Het wemelt op dit moment van culturele, historische en sociaalpsychologische analyses over de oorzaken van de huidige westerse kapitalistische systeemcrisis. Het meest toereikend zijn de analyses nog die de oorzaken zoeken in de snelle globalisering. De globalisering van het kapitaal heeft geleid tot veel en grote verschuivingen in machtsposities, tot indrukwekkende schaalvergroting en tot voortdurend nieuwe mondiale verhoudingen.
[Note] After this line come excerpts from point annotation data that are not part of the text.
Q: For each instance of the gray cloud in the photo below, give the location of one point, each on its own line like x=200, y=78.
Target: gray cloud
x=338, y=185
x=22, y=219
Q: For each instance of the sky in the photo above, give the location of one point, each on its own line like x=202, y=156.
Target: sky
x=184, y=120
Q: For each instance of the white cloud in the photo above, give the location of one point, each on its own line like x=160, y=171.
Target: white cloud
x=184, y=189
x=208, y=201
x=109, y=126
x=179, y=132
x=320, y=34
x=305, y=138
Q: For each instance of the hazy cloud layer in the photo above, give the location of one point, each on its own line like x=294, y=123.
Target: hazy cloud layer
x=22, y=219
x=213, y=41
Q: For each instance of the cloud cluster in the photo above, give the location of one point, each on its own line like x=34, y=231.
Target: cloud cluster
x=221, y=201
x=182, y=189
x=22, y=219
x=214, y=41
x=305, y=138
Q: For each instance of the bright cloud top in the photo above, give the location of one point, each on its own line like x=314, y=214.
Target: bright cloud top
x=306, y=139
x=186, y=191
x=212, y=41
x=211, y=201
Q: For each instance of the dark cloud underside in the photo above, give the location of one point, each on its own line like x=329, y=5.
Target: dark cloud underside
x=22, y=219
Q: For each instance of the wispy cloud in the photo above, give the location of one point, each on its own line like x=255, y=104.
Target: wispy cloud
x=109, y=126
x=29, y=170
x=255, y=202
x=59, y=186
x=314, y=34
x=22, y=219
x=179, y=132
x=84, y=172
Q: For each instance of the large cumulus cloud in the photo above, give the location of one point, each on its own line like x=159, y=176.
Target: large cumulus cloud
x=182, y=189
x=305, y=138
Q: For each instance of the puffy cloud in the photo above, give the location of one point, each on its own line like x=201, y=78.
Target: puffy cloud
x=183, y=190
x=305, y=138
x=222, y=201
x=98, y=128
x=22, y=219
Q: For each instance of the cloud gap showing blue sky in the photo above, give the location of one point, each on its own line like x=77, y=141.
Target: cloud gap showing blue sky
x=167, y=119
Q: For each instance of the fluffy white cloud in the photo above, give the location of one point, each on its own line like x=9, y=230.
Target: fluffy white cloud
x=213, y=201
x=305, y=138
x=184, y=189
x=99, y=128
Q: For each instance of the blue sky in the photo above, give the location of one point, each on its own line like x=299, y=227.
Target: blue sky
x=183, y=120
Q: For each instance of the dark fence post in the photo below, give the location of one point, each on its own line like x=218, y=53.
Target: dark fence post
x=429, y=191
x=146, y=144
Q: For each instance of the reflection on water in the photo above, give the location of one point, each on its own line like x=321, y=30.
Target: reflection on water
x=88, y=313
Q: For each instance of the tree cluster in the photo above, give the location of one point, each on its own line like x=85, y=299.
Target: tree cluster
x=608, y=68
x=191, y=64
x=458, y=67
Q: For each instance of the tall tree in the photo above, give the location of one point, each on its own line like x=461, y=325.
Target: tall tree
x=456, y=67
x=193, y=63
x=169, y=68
Belangrijk daarbij is de vaststelling dat met name de grote mondiale industriële en kapitalistische spelers zich steeds meer hebben losgemaakt van hun thuishavens. Ook al hebben ze op papier nog vaste standplaatsen, in de praktijk flitsen hun belangen in steeds snellere vaart over de aardbol. Minstens is niet meer makkelijk duidelijk te maken hoe het grote mondiale financierskapitaal - het industriekapitaal en financieel kapitaal in één onderneming - zich daadwerkelijk verhoudt tot de landen waar zijn hun (traditionele) vestigingsplaats hebben of hadden. Veel multinationals beschikken over hoeveelheden kapitaal die veel groter zijn dan het bbp van menig (middel)groot land! De politiek-economische sturing in de wereld vindt daarom steeds meer plaats vanuit de kantoren van die mondiaal opererende kolossen en niet vanuit de verschillende politieke centra in de natiestaten. Hun macht wordt nog versterkt door gezamenlijke lobbygroepen.
Op grote schaal vindt mondiaal herinvestering van (flits)kapitaal plaats. Outsourcing van industriële bedrijvigheid is ook aan de orde van de dag en golft intussen heen en weer over de wereld op zoek naar de plekken die de meeste winst opleveren. Daarvoor worden soms, omwille van goedkopere arbeidskosten, zelfs de modernste en meest productieve fabrieken opgegeven, zoals nu bij Phillip Morris. Het kapitaal wordt - niet in de laatste plaats om belastingtechnische redenen - verspreid over de wereld in 'belastingparadijzen'.
De reactie van (de bevolkingen in) de nationale staten is er een van twijfel, weerstand, onmacht, kortzichtig eigenbelang en vervreemding. Kortom alleen door de globalisering als uitgangspunt te nemen ontstaan er voldoende mogelijkheden om de (ingewikkelde) mondiale economische ontwikkelingen te verbinden aan de politieke ontwikkelingen in de afzonderlijke natiestaten. En dat zal moeten, want geen enkel land staat los van de mondiale ontwikkelingen en de mondiale ontwikkelingen worden uiteindelijk bepaald door de nationale gebeurtenissen. Philip Morris is geen plaatselijke of nationale, zelfs geen Europese zaak. De arbeidersklasse moet steeds de verbanden leggen met de mondiale kapitalistische ontwikkelingen om een juiste analyse te kunnen maken.